Malgré sa jeunesse, l’association a réussi à mettre en place des mesures cruciales, telles que la garantie du maintien des rémunérations des salariés de la presse, un effort porté avec détermination par Driss Chahtane, Président de l’ANME. Cependant, Laghzaoui a rappelé qu’à l’aube de grands événements comme la Coupe du Monde 2030, une question cruciale se pose : la presse nationale est-elle aujourd’hui suffisamment outillée pour faire face à des défis d’une telle envergure ? Il a insisté sur l’urgence de restructurer en profondeur la presse sportive, en prenant pour exemple les lacunes observées lors de la couverture du Mondial de Qatar 2022, où des comportements non professionnels ont été relevés. Un effort particulier doit être fait sur la formation, tant en matière de compétences rédactionnelles que communicationnelles, afin de rehausser le niveau général avant les grandes échéances internationales.

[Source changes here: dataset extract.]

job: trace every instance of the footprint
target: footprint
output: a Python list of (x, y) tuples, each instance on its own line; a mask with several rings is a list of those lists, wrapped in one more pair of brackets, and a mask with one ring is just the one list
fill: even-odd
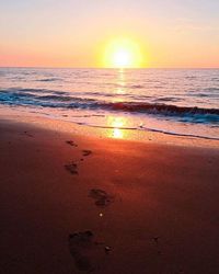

La question des finances a ensuite été abordée par Khalid El Horri, trésorier de l’ANME, qui a détaillé la situation financière de l’association. La trésorerie actuelle s’élève à 342 millions de centimes, contre une trésorerie initiale de 638 millions de centimes. Les dépenses d’exploitation annuelles ont atteint 538 millions de centimes, un montant largement soutenu par une aide du ministère de tutelle.
Grâce à une gestion rigoureuse, l’ANME a pu dégager un excédent net de 1 million de dirhams, destiné au financement de formations linguistiques pour les journalistes, une initiative visant à renforcer leurs compétences en communication, particulièrement à l’international. Khalid El Horri a également mentionné les opérations de change effectuées lors de la dernière Coupe d’Afrique des Nations (CAN), permettant à l’association de récupérer 21 millions de centimes en euros.
De son côté, Abdelmounaim Dilami, Président d’honneur de l’ANME, a salué l’évolution de l’association, qui s’adapte aux mutations profondes du contexte social, économique et politique. "L’ANME permet aujourd’hui au secteur de s’exprimer d’une seule voix, en mettant de plus en plus l’accent sur l’éthique et les valeurs morales", a-t-il indiqué, soulignant le dynamisme du Président Driss Chahtane dans la résorption des problèmes du secteur.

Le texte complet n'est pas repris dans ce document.